My Summer Fling
I met a girl this summer, a sweet Irish lass named Carri. Well, her full name is Carri-ga-holt of Ireland, but don’t be put off by the formality of it all. For a small village, she’s young at heart, even if her trappings are timeless.
First impressions can be misleading, but they can also be uncannily accurate. I say this because my first glimpse of Carri, was of a wispy, flighty sort of thing, shy and hiding behind a thin, lace veil of fog. As we descended closer, we could see that her outfit resonated with jewelry, primarily in shades of green, blue and white.
I found, however, as we entered her arena, that she was decked out in brilliant colors, with creamy, rich exteriors, and warm and welcoming interiors. Her ensemble included a seemingly endless array of colorful splashes of the most beautiful summer flower bouquets.
Her interiors, accessible through heavy, ponderous, nineteenth century doors, are inviting, providing comfort and drink, for those in need.
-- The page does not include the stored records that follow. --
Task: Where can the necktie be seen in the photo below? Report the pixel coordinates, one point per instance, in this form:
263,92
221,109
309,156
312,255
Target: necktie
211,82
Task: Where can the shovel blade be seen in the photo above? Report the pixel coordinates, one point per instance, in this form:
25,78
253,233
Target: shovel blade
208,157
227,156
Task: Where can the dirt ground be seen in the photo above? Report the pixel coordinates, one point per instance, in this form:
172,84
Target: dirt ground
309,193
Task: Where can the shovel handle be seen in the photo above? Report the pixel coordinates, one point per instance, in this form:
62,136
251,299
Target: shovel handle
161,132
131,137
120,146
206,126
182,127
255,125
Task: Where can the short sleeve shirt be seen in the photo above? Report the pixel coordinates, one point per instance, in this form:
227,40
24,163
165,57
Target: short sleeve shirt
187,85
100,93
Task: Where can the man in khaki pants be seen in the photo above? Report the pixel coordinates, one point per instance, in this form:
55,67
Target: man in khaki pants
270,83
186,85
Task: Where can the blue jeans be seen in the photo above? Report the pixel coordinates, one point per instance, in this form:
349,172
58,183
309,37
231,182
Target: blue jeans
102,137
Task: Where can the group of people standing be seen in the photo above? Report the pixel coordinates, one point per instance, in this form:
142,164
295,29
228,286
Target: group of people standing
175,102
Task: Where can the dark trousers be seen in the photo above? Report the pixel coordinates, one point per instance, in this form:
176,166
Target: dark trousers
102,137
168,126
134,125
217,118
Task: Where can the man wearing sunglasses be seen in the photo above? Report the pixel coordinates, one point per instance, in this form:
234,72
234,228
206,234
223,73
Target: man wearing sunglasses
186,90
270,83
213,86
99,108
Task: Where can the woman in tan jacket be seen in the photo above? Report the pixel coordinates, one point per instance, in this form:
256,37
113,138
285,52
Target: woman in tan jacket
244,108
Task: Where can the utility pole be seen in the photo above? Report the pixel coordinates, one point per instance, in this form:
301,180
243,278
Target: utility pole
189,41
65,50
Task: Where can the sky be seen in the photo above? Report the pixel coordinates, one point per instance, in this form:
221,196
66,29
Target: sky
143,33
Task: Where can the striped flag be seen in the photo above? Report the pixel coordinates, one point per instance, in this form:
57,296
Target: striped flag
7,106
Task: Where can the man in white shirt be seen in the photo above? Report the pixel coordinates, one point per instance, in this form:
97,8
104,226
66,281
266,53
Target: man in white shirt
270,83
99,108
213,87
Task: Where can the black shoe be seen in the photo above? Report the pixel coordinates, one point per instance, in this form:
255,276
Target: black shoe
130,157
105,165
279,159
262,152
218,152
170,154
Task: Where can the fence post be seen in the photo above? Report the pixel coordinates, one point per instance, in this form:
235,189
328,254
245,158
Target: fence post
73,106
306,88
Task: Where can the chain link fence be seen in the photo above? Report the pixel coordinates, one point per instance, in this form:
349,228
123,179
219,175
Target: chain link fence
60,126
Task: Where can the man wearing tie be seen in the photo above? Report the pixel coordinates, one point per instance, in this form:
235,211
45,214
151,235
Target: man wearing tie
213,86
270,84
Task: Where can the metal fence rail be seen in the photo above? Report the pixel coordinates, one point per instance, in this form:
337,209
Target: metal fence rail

Carri is more likely to reveal her true nature, if you are willing to step out of her stone and brick interior, and venture out into her paths and byways.
She is alluring and beautiful, with a gracious manner about her, even if what you see sometimes seems so serious. I can bounce out of Max Bites, the chips so hot that I need to pull the sleeve of my sweatshirt down to protect my palm, and be caught unawares every time, by that plaque on the wall of her main village street. I’m talking about the one which states simply, that on this spot, in 1918, Lieutenant Thomas Russel was murdered by English forces.
Light, breezy, perky Carri then draws that veil across those green eyes of hers, and the stoicism of the Irish takes over.
“Carri, girl, talk to me. Why does that plaque bug you so much?” I asked the question, but I had asked it before, to no avail.
She never answers, just turns away and changes the subject. This time was different. “Because I have looked at it for almost a hundred years, and I still don’t understand why it happened. I never will understand, but I will remember. When I remember, I stop and give tribute. That’s hard to do and smile too.”
“Thank you; it’s what I wanted to know. Let’s walk out to the lighthouse.”
“Why not?” What was up with Carri today?
“Since you ask, I’ll tell you. My guiding ray had shed light on a dark world for three hundred and thirty years without being dimmed. Even during time of war, vessels need help, no matter which side they are on. Now a satellite directs ship traffic. That beam did more than light the way for sailors; it represents the light that shines within the soul of Ireland.” She stopped, abruptly.
“Wait a second. Are you saying that the soul of Ireland...? I’m confused.” This was not like Carri.
“I’m saying that the old ways are changing, and that there are some things that shouldn’t change. When they do, I stop and think. When I think, sometimes my thoughts sadden me.”
“I’d suggest that we go to the battery, or the castle even, but that isn’t going to help your mood.”
“And why wouldn’t it, then? I find the area around both of those early places of refuge to be very powerful.”
“I do too, but I thought that if the plaque in the village saddened you, by the nature of the treachery involved, seeing the castle would do the same thing, ten-fold.”
The story of the Earl of Thomond, Murrough O’Brien is well-documented. In 1588, this Irishman set siege to the castle, and after four days, the defenders surrendered. In defiance of the terms of surrender, Murrough O’Brien hanged all of the defenders. He then turned the castle over to his brother Donal.
Carri continued. “Sure, and the treachery is there, but so is the spirit. It’s the spirit that will never die, and the soul of the Irishman is infused with that spirit. His soul exists within the fabric of the Irish countryside; within the walls which pen our cattle in, and our enemies out; within the castle, the battery, the lighthouse. All combine to form the Irish tapestries, sewn together with green silk thread, to create that quilt that you see from the air, the quilt you will keep in your mind until you return.”